Was it only a few short weeks ago that I turned on the TV in my hotel room to hear conservative commentator Tucker Carlson explain to Don Imus that Gore would win the Floridian chadfight because Republicans were too nice, polite, modest and fair to get down and dirty like the Democrats? That was before a small army of rowdy Republicans descended on Palm Beach, Broward and Miami-Dade counties and successfully intimidated election officials while turning themselves into a media spectacle halfway between a fraternity brawl and an ancient Roman mob. Like the false announcement of a Bush victory on election night--courtesy, we now know, of a Fox TV reporter who is a cousin of George W. Bush--the demonstrators helped produce the mistaken but widespread impression that Bush had won an election that Gore was trying to undo, when in fact the election, as I write, is still undecided. According to the Wall Street Journal and other papers, the demonstrators, originally portrayed as John Q. Publics following their hearts to Florida, are GOP operatives and Congressional staffers financed by the Bush campaign, which is putting them up in Hilton hotels and entertained them on Thanksgiving with turkey and a performance by Wayne Newton.

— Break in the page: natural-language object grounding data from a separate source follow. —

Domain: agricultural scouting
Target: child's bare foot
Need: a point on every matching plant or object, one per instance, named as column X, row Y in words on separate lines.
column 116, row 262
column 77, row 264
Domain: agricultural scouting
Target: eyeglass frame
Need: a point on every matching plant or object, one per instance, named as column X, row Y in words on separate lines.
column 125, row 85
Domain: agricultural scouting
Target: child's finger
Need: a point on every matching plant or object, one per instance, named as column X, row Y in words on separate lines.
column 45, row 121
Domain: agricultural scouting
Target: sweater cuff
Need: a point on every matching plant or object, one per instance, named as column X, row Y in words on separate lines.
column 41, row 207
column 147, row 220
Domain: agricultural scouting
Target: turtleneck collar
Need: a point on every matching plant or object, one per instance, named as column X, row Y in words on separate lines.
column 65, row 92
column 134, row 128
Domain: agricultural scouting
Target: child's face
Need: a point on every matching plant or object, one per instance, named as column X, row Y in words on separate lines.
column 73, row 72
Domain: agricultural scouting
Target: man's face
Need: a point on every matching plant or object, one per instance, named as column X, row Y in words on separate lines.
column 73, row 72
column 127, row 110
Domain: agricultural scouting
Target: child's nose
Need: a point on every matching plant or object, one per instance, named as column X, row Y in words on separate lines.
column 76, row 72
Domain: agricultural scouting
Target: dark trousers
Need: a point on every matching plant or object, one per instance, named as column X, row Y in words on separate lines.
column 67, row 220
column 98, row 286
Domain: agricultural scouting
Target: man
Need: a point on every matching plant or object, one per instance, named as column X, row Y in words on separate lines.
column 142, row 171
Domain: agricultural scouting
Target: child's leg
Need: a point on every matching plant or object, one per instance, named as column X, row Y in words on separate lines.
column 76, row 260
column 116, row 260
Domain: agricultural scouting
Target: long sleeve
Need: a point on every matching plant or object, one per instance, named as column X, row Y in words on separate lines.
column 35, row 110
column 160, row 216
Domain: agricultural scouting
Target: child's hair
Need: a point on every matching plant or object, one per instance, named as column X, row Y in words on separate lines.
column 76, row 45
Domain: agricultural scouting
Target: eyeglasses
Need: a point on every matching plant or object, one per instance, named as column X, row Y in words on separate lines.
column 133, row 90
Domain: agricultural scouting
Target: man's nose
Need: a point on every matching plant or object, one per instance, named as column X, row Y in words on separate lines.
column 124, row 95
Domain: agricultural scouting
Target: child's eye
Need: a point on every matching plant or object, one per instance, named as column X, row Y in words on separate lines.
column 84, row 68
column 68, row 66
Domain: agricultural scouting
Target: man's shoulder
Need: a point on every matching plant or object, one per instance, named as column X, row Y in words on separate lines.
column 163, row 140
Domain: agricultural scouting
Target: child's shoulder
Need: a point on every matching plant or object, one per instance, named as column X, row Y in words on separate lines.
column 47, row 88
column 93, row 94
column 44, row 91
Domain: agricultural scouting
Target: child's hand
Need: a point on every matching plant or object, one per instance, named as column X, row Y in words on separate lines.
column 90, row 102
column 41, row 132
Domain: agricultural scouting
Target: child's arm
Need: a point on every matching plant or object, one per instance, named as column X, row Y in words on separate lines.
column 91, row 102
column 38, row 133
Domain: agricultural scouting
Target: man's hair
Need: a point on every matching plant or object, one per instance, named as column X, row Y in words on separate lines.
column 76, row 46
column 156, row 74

Al Gore's position is that there should be an accurate count of the Florida vote--the fraudulent nature of which becomes daily more obvious. What's wrong with that? Outrageous, say the Republicans; boring, say the media, which from the start urged "closure," like a prosecutor urging a quick lethal injection so that grieving survivors can start "the healing process." Flip a coin, advised Ralph Nader, fliply.
And what of Nader? Campaigners have been quick to put a brave face on his unimpressive 2.7 percent--unmentioned now is the magic 5 percent that would bring the Greens federal funds and that they themselves had made a central rationale for a Nader vote. "We accomplished what we set out to do," Nader campaign manager Theresa Amato told me. "We helped the Greens, we raised issues, we got new people into the political process. The Greens are now the leading third party, the only viable third party. I'm positive, I'm upbeat, I'm not depressed in any way." Longtime Green activist and former member of the town council of Princeton, New Jersey, Carl Mayer was even cheerier, telling me that Nader had mobilized 150,000 volunteers and 50,000 donors and sparked the formation of some 500 local Green organizations and 900 campus groups, and crediting him with "changing the tenor of the whole race" by pushing Gore to take populist stands against the drug and oil industries. Mayer even argued that it was because of Nader that President Clinton declared wilderness areas national monuments in several Western states and that the FDA approved RU-486. Unlike virtually every other Nader supporter in America, Mayer not only accepted the mainstream analysis that Nader votes had cost Gore the election (assuming Bush wins), but said it didn't bother him a bit.